An ihn erinnern etwa in Tübingen die Eberhardsbrücke über den Neckar und die von ihm gegründete Eberhard-Karls-Universität mit dem ersten Teil ihres Namens. In der Uracher Amanduskirche steht sein Beichtstuhl, und er selbst ist dort mit einer 1904 aufgestellten Statue verewigt. Sogar in der bayerischen Walhalla bei Kelheim ist „Württembergs geliebter Herr“mit einer Büste vertreten.
Wohl sind die meisten Erinnerungsstätten erst im denkmalfreudigen 19. Jahrhundert entstanden, doch schon kurz nach seinem Tod rühmte Kaiser Maximilian I. bei einem Besuch der damaligen Eberhard-Grabstätte Einsiedel bei Tübingen den Verstorbenen als einen Fürsten, „dessen Rat er oft gebraucht und dem er an Verstand und Tugend keinen im ganzen Reich zu vergleichen wisse“. Beim württembergischen Volk war der letzte Graf und erste Herzog des Landes so beliebt, dass man von ihm sagte: „Wenn Gott nicht Gott wäre, dann müsste unser Eberhard Gott sein.“
Eberhard wurde am 11. Dezember 1445 im Schloss Urach bei Reutlingen als dritter Sohn des Grafen Ludwig I. und der Pfalzgräfin Mechthild geboren. Nach dem frühen Tod seiner beiden älteren Brüder und seines Vaters übernahm er bereits mit 14 Jahren formell die Regierung des Landesteils Württemberg-Urach. 1468 unternahm er eine Pilgerfahrt nach Jerusalem. Dort wurde er zum Ritter vom Heiligen Grab geschlagen, von dort brachte er sein Lebensmotto „Attempto“(„Ich wag’s“) und eine Barttracht mit, der er seinen Beinamen „Eberhard im Bart“verdankt.
Von 1474 an war er mit Barbara Gonzaga von Mantua verheiratet; das einzige Kind, ein Mädchen namens Barbara, starb in der Wiege. Eberhard starb am 25. Februar 1496 in Tübingen. Seinem Wunsche entsprechend wurde er in der Kutte der „Brüder vom Gemeinsamen Leben“im Stift Einsiedel bei Tübingen bestattet. 1537 wurden seine Gebeine auf Weisung von Herzog Ulrich in die Tübinger Stiftskirche überführt, wo aus diesem Anlass die erste evangelische Leichenpredigt in Württemberg gehalten wurde.
Der letzte Graf und erste Herzog des Landes wurde zur prägenden Leitfigur Württembergs, weil es ihm 1482 gelang, die 40 Jahre zuvor in einen von Stuttgart und einen von Urach aus regierten Landesteil gespaltene Grafschaft wieder zu vereinigen und zu einem Herzogtum zu erhöhen. Er hat damit die Grundlage für den Aufstieg zu einem späteren Königreich gelegt.

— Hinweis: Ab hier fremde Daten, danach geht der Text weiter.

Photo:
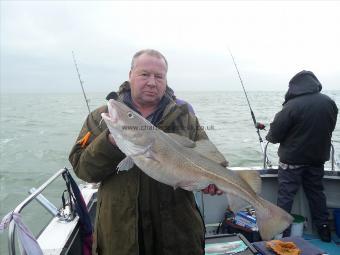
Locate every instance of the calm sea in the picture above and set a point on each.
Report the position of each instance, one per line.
(37, 132)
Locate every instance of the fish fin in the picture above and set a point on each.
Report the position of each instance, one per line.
(235, 203)
(182, 140)
(252, 178)
(126, 164)
(84, 141)
(271, 219)
(207, 149)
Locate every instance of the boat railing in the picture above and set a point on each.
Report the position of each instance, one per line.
(332, 157)
(23, 204)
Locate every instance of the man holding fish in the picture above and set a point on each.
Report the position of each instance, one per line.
(148, 158)
(136, 214)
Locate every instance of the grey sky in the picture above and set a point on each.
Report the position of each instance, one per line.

Als ebenso folgenreich erwies sich die 1477 von ihm gegründete Universität Tübingen. Die eigene Landesuniversität sicherte die Ausbildung qualifizierter Theologen und Juristen und trug nach der Reformation wesentlich zur geistigen Unabhängigkeit des Landes bei. Schließlich hat Eberhard die „Brüder vom Gemeinsamen Leben“ins Land gerufen, eine in den Niederlanden entstandene vorreformatorische
Laienbewegung, die sich früh um die Verbesserung der damals desolaten kirchlichen Zustände bemühte.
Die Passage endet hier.